L’Europa rifiuta di vedere le pratiche adottate da parte delle autorità tunisine nei confronti delle 160 persone, di cui 10 bambini e 14 donne, deportati verso la frontiera con l’Algeria, nella remota zona di Wadi Al- Mghatta. Le vicende e le testimonianze di queste persone sono state seguite e ascoltate da parte di un gruppo di militanti solidali del Forum Tunisino per i Diritti Economici e Sociali con l’aiuto di volontari della mezzaluna rossa sezione di Rdayef. “Wadi Al-Mghatta è un posto senza ombra senza vegetazione e senza acqua, è un ambiente dove mancano tutti gli elementi biologici vitali…È impossibile trasformare quel luogo in un centro di accoglienza per migranti o rifugiati. Considerando tutti gli standard internazionali, i diritti umani e le norme umanitarie, non è possibile che le persone possano vivere in quel luogo.” Così un volontario della mezzaluna rossa della sezione di Rdayef denuncia le estreme condizioni di vita e l’incompatibilità della zona ad essere un centro di accoglienza, come afferma il governo tunisino.
Alcuni migranti hanno cercato di fuggire da Wadi Al-Mghata e hanno protestato contro le autorità tunisine nel tentativo di ottenere dell’acqua. Tuttavia, le forze dell’ordine tunisine hanno affrontato la situazione sparando gas lacrimogeni contro di loro.
Le zone dove le persone sono state deportate sono accessibili solo a militari e agli agenti della guardia nazionale, questo ha reso impossibile fornire aiuti e assistenza a chi non aveva permessi per recarsi sul territorio e alle persone che vi si trovavano. Inoltre non c’è stata una comunicazione chiara e ufficiale da parte delle autorità.

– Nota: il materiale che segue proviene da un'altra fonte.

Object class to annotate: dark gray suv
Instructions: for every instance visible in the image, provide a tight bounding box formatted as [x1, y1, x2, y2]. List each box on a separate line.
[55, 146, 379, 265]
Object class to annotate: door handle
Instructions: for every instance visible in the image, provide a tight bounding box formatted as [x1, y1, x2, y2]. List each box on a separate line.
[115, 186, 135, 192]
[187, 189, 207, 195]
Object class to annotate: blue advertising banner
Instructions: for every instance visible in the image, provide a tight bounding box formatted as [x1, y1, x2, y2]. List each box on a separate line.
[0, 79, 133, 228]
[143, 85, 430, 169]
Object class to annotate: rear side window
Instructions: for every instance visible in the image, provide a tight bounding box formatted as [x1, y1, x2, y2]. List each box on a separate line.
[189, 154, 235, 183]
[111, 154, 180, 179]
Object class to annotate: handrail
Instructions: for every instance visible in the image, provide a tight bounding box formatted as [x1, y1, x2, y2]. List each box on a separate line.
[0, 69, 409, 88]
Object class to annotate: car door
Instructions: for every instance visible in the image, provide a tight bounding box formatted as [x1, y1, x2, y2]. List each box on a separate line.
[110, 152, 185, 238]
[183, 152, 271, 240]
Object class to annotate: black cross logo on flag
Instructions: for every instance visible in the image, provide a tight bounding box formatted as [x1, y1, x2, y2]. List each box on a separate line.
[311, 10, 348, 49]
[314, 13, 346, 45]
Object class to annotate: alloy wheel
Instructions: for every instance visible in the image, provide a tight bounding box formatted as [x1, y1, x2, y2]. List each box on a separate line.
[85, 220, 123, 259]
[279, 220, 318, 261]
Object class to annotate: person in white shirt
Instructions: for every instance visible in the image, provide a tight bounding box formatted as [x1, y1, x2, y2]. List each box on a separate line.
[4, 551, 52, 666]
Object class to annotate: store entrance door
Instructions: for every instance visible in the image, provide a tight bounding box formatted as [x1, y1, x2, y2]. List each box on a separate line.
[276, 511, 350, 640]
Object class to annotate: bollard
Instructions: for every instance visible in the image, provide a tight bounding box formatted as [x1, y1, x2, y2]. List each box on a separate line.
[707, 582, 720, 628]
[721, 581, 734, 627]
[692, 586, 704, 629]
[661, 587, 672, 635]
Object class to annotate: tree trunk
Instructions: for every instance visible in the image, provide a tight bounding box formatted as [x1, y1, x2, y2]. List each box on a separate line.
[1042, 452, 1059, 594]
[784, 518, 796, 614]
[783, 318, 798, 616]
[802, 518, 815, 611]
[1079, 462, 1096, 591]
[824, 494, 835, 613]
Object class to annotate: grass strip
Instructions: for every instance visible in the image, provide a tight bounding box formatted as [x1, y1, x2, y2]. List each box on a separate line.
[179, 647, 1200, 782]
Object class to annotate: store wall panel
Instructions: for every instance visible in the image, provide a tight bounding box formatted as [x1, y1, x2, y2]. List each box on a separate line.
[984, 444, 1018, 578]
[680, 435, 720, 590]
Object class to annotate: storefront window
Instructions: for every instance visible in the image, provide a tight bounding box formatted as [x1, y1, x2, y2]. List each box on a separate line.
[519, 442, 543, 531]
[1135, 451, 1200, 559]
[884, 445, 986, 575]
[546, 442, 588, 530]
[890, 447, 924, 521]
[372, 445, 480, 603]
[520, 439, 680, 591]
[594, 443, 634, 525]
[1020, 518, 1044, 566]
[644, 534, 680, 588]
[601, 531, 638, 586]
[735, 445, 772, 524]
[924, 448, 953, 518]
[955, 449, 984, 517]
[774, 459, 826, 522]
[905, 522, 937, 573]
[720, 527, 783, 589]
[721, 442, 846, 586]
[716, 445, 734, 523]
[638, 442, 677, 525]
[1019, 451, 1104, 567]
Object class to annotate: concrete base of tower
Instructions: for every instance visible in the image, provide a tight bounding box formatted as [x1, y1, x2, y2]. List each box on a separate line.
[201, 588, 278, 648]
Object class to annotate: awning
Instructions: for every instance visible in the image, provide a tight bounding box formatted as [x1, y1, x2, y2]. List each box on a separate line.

La Tunisia si trova attualmente a un bivio storico cruciale e affronta sfide complesse su diversi fronti: politico, economico, sociale e ambientale. Il periodo successivo alla rivoluzione ha visto fasi di instabilità e di deriva sotto i vari governi che si sono succeduti: una instabilità aggravata da questioni come il terrorismo e la corruzione. A livello economico, il paese vive una situazione precaria, con un debito crescente e una dipendenza economica che la rende vulnerabile agli interessi esterni. Socialmente, la società civile è stata un pilastro nell’istituzionalizzazione delle lotte sociali e si è mobilitata per esprimere dissenso in risposta alle numerose ingiustizie e violazioni dei diritti, specialmente nell’ultimo periodo. Tuttavia, sfide come la crisi alimentare e gli effetti devastanti del cambiamento climatico – particolarmente acuti nelle zone “profonde” della Tunisia – minano seriamente le condizioni di vita della popolazione.
Il quadro che emerge è quello di un paese in lotta incessante per la stabilità economica e politica. In questo scenario si incontrano le difficoltà dei cittadini provenienti da due anime africane, mentre coloro che sfruttano le paure e la diffidenza verso un “invasore nero” riescono a guadagnare consensi, spesso tra i più vulnerabili. Questo fenomeno non è nuovo e l’Europa ne è ben consapevole. La repressione e le restrizioni delle libertà fondamentali stanno nuovamente definendo la realtà quotidiana tunisina.